Ha! So I'm cleaning the study this morning and I unearth the piece of flash fiction below. I'm not even sure when I wrote it.
Anyway, I'm greatly amused because it prefigures in its own way a particular novel that everyone's reading this summer--even down to the use of a particular name there at the end.
(I'm more laid back than a lot of bloggers about warning people not to reproduce their work without prior consent, but I'll be quite blunt here: Don't do it.)
It messed you up for a good long while: Ben's parents holding you personally responsible, and why not, since he left a letter so poignant and detailed that no one but you cared that it was totally fabricated (maybe he thought you would be impressed with how convincing he could be, when he cared to try), and your parents shamed by your femme fatale designation. Someone placed Cliff Notes to Romeo and Juliet between the storm and front doors the morning of the funeral; for the longest while you believed that Ben had orchestrated that, too, as well as a whole host of plagues that would befall you when and if you regained your equilibrium.
You escaped to college when the time came, managed to concentrate long enough for a degree. You proved capable of self-support, sought with unerring precision the men women with half your sense would dodge or deflect, men icy and glazed, hardened like statuary. Your hands were so clean the skin puckered.
In time words that rolled and surged through your head like a stormy shoreline surf--He never loved you--He was only happy when you were unhappy--He was nothing but an angry, manipulative son-of-a-bitch--cease to be mere noise and spray; they become groundwater seeped deep in your soul, silent and laden with minerals. Your hands dirty, life bloomed around you, as technicolor and lush as a rain forest.

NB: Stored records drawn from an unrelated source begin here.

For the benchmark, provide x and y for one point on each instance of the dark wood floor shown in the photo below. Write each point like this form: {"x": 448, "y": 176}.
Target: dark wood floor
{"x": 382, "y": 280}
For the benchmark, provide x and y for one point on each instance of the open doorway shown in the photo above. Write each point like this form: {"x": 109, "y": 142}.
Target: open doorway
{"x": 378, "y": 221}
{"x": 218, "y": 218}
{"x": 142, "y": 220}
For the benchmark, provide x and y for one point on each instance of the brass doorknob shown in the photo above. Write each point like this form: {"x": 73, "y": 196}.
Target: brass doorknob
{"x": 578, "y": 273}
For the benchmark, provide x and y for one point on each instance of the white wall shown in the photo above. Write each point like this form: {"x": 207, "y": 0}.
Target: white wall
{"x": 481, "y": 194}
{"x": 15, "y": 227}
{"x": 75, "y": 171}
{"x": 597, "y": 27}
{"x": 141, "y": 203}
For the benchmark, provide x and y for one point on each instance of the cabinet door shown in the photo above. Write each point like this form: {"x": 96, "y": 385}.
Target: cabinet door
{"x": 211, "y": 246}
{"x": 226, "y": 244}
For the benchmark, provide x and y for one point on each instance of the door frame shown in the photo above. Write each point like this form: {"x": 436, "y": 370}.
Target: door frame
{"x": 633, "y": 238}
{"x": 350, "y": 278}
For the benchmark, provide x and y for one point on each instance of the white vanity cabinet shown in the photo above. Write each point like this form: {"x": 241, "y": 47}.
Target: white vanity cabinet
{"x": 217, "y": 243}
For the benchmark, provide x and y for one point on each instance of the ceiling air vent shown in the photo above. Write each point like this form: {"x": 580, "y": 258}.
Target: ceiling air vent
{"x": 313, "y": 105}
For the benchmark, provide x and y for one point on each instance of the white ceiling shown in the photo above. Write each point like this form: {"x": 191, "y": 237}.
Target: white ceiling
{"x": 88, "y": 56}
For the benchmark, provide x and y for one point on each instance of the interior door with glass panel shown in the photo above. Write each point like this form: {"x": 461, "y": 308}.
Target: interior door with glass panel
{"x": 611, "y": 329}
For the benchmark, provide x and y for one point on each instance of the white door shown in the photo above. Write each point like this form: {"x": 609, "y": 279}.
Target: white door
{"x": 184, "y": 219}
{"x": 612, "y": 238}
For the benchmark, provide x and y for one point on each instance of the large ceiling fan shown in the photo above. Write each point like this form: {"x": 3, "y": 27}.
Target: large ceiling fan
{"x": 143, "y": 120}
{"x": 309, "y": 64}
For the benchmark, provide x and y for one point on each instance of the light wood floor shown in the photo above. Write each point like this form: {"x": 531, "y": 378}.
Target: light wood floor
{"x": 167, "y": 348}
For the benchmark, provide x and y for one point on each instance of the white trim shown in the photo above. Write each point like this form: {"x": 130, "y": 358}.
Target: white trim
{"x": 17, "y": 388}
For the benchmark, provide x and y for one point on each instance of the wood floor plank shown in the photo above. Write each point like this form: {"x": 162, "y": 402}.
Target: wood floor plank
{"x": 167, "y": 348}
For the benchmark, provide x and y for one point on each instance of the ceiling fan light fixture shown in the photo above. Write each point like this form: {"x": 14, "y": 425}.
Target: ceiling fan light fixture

Yet there's a snake in every jungle, a coil of cobra, a hooded helix that hisses his name in the most unlikely places. Standing in the grocery check-out, your check filled except for the amount, your cashier stops scanning your items, calls to a woman leaving the store, an arrangement of baby's breath and carnations in her hands: "How's Amy?" Have you seen her?" The woman stops, swaying slightly in her heels. "I'm on my way over there right now," she says. "She's not doing too good." Your cashier watches the woman until she steps from the curb, then, before she returns to your cabbages, takes you into her confidence. "Amy's boy hung himself last night," she says. "Over some girl."
Hmmm. Should I assume the reader will supply a sibilant last name to Ben, or change his name to Sam or Steve?